Todd Allen wrote:
Robert Horning wrote:
In regards to "live" mirrors that are constantly sucking bandwidth off of the Wikimedia server farm, I would have to agree that this is a major problem and something that should be dealt with, both on a legal front as well as through technical means. I would be curious about some comparisons of the bandwidth need of a *very* active Wikimedia user/administrator who is on-line nearly 24/7 vs. one of these mirror sites. I think it would be easy for an active editor/user to suck at least 1 GB of data/day, but it would be along this order of magnitude of bandwidth. It would be an interesting test to see how much it would actually come out to in practice.
Robert Horning
But even so, the Foundation has every right to say "It is totally acceptable for a very active administrator (or even a very voracious reader) to use 1 GB a day if they want to, but it is not acceptable for a live mirror to do so." Legitimate (even if heavy) users of a site are one thing, bandwidth leeches are quite another.
I guess in part here I'm trying to propose a technical solution of sorts. Perhaps bandwidth for a particular IP address could be throttled in some way that would allow a very heavy but legitimate user to access the 50-100 pages or so a day that they actually read in some depth (just to give a figure), but not allow a mirror to suck up every change unless they have made some sort of financial arrangement with the WMF to pay for this extra bandwidth. The WMF will certainly not "make a profit" doing this, and even if it became a problem with the IRS, solutions could still be found to help get these mirrors to pay for the resources they are taking up.

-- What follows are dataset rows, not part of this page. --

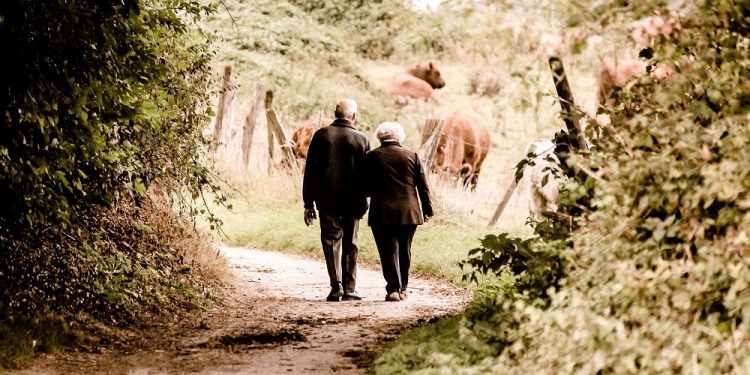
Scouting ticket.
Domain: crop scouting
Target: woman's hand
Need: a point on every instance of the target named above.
(310, 216)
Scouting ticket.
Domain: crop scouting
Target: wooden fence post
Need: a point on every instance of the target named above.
(318, 121)
(577, 141)
(274, 127)
(219, 121)
(430, 139)
(249, 129)
(503, 202)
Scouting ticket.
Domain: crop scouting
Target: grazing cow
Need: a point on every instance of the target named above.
(416, 83)
(463, 146)
(542, 192)
(303, 135)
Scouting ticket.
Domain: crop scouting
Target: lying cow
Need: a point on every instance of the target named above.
(542, 192)
(416, 83)
(303, 135)
(463, 146)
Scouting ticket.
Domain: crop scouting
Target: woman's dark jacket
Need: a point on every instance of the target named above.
(396, 185)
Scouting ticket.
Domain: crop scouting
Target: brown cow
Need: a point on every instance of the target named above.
(303, 135)
(463, 146)
(416, 83)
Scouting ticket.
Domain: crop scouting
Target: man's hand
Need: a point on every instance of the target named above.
(310, 216)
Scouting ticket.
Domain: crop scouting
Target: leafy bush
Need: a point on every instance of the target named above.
(654, 265)
(100, 122)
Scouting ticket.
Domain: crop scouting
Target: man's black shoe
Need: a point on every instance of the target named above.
(335, 294)
(351, 296)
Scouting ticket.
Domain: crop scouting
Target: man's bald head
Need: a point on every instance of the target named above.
(346, 108)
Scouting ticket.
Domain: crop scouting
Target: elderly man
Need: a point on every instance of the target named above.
(400, 200)
(332, 182)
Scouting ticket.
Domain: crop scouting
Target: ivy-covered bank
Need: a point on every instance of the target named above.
(100, 136)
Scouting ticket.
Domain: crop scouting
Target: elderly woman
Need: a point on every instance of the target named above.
(399, 201)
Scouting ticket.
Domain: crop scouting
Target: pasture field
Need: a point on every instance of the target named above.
(262, 45)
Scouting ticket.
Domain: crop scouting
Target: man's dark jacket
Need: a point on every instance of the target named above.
(396, 184)
(333, 170)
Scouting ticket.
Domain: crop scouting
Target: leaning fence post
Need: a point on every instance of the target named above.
(250, 121)
(275, 129)
(219, 121)
(503, 202)
(430, 139)
(577, 141)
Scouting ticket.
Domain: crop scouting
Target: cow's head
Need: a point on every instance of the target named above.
(429, 73)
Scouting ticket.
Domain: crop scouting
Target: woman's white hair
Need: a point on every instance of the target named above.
(390, 131)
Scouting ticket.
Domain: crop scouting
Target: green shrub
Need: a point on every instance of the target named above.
(655, 257)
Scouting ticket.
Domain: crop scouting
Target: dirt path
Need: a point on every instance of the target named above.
(273, 319)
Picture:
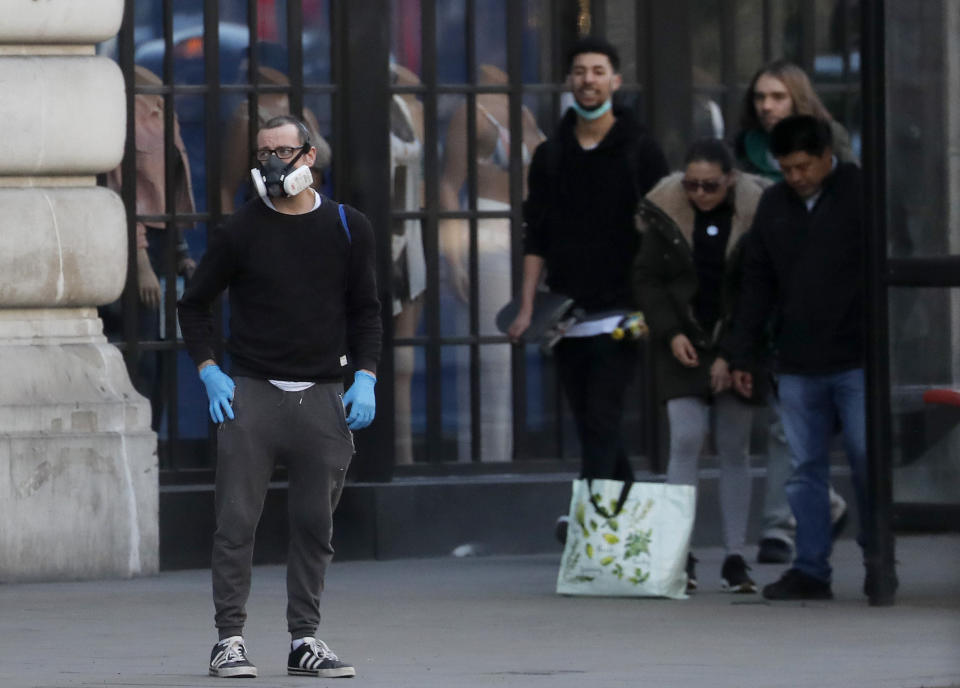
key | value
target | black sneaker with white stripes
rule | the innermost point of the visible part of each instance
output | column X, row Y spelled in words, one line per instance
column 314, row 658
column 735, row 577
column 228, row 659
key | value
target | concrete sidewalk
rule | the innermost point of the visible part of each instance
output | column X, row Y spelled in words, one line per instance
column 494, row 621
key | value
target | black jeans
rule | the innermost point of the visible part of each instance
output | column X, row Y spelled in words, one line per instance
column 595, row 373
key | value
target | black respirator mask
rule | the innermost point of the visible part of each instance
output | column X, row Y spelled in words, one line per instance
column 278, row 179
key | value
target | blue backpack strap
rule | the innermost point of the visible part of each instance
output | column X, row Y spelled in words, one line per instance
column 343, row 221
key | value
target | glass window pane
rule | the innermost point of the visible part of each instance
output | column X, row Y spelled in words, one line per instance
column 923, row 130
column 451, row 42
column 786, row 30
column 620, row 30
column 925, row 356
column 490, row 24
column 316, row 43
column 748, row 50
column 234, row 40
column 409, row 390
column 538, row 64
column 705, row 43
column 406, row 36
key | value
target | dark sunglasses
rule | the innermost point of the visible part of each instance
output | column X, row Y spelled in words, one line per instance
column 709, row 186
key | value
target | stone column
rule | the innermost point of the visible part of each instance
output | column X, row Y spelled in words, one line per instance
column 78, row 461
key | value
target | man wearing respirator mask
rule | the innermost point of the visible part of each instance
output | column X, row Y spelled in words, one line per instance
column 303, row 298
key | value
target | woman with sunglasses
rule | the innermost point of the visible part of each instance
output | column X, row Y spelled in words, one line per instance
column 686, row 280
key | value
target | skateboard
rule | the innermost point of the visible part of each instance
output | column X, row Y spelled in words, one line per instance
column 552, row 315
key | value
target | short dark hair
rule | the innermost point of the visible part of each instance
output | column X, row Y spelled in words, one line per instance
column 593, row 44
column 800, row 133
column 710, row 150
column 284, row 120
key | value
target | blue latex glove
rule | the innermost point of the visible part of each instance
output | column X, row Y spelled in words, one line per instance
column 361, row 400
column 219, row 392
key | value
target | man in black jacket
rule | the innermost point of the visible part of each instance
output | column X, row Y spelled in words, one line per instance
column 303, row 301
column 584, row 184
column 804, row 266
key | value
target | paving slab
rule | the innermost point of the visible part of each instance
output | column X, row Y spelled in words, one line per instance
column 495, row 621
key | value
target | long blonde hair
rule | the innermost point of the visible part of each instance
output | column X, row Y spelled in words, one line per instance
column 805, row 99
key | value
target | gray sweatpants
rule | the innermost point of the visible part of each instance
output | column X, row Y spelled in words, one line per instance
column 307, row 432
column 689, row 426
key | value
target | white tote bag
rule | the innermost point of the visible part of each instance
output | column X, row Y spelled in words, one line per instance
column 628, row 540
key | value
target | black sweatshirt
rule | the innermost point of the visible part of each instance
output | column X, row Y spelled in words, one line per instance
column 709, row 259
column 302, row 294
column 805, row 269
column 579, row 213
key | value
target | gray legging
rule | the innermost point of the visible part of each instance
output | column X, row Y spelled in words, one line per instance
column 689, row 425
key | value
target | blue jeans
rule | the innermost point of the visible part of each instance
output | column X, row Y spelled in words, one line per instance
column 809, row 407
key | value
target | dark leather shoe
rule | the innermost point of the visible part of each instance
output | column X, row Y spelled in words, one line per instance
column 796, row 585
column 774, row 551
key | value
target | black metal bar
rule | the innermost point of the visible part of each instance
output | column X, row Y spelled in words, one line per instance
column 128, row 178
column 431, row 176
column 598, row 18
column 295, row 55
column 518, row 358
column 168, row 355
column 728, row 67
column 880, row 560
column 473, row 256
column 671, row 77
column 253, row 75
column 920, row 272
column 338, row 74
column 767, row 31
column 367, row 187
column 212, row 136
column 808, row 35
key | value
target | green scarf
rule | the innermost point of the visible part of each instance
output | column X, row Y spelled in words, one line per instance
column 756, row 144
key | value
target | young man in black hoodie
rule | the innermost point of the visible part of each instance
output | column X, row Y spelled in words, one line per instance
column 303, row 301
column 584, row 185
column 804, row 266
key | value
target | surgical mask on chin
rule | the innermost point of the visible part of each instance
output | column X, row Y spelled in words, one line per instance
column 277, row 179
column 596, row 112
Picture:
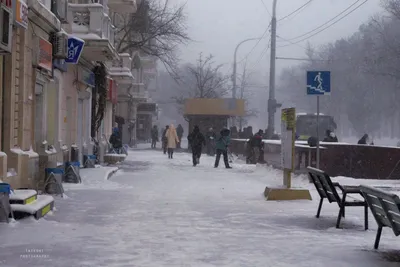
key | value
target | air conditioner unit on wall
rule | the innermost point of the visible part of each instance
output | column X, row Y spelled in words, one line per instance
column 6, row 20
column 60, row 9
column 60, row 45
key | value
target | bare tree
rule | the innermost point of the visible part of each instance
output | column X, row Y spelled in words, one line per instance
column 202, row 80
column 393, row 7
column 156, row 29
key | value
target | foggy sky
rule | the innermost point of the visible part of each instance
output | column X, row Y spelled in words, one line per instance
column 217, row 26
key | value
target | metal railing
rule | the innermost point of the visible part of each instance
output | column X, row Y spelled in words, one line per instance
column 92, row 18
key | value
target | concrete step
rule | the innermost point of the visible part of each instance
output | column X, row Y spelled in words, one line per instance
column 38, row 208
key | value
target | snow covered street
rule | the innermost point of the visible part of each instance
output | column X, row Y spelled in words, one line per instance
column 160, row 212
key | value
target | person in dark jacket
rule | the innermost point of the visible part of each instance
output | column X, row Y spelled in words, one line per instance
column 330, row 137
column 196, row 141
column 221, row 145
column 115, row 140
column 164, row 139
column 210, row 142
column 179, row 132
column 312, row 141
column 255, row 152
column 154, row 136
column 364, row 140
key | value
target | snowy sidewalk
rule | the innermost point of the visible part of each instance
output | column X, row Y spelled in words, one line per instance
column 160, row 212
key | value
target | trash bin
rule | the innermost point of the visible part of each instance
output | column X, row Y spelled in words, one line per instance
column 53, row 182
column 5, row 208
column 72, row 172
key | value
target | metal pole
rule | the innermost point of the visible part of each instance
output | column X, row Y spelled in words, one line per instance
column 318, row 132
column 272, row 105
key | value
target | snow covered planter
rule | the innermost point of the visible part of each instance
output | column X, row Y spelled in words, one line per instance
column 114, row 158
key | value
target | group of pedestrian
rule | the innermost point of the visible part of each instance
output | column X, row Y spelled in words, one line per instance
column 215, row 145
column 170, row 140
column 197, row 140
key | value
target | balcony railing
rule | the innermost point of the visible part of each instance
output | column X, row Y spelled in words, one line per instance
column 90, row 22
column 120, row 69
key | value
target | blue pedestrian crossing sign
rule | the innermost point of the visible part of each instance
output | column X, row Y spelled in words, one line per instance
column 75, row 47
column 318, row 82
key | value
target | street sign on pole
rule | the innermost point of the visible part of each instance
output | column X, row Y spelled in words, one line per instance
column 318, row 83
column 75, row 47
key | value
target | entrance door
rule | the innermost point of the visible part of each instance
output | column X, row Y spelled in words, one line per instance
column 80, row 128
column 39, row 118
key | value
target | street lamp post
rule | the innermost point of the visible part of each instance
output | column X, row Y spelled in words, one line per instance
column 272, row 104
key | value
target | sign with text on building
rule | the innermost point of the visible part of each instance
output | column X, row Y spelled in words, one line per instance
column 45, row 55
column 21, row 14
column 75, row 48
column 6, row 3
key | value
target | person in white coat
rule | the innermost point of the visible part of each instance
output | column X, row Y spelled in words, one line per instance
column 172, row 140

The trick is that some of these mirrors can and do use some very sneaky methods to keep their sites up to date with current data. While you can cull out some of these sites and segregating them from ordinary users, this is a technical arms race to see who can block the live mirrors and those sites with hackers that can "fake" the ability to send requests that look like ordinary user requests to keep the pages up to date. That I can come up with an algorithm right now to seem like random user pages is enough to make me think this could get to the point that would make it nearly impossible to detect, except for seeing the pages on the mirror show up with very recent changes. Most mirrors aren't that cleaver, so this may not apply in practice.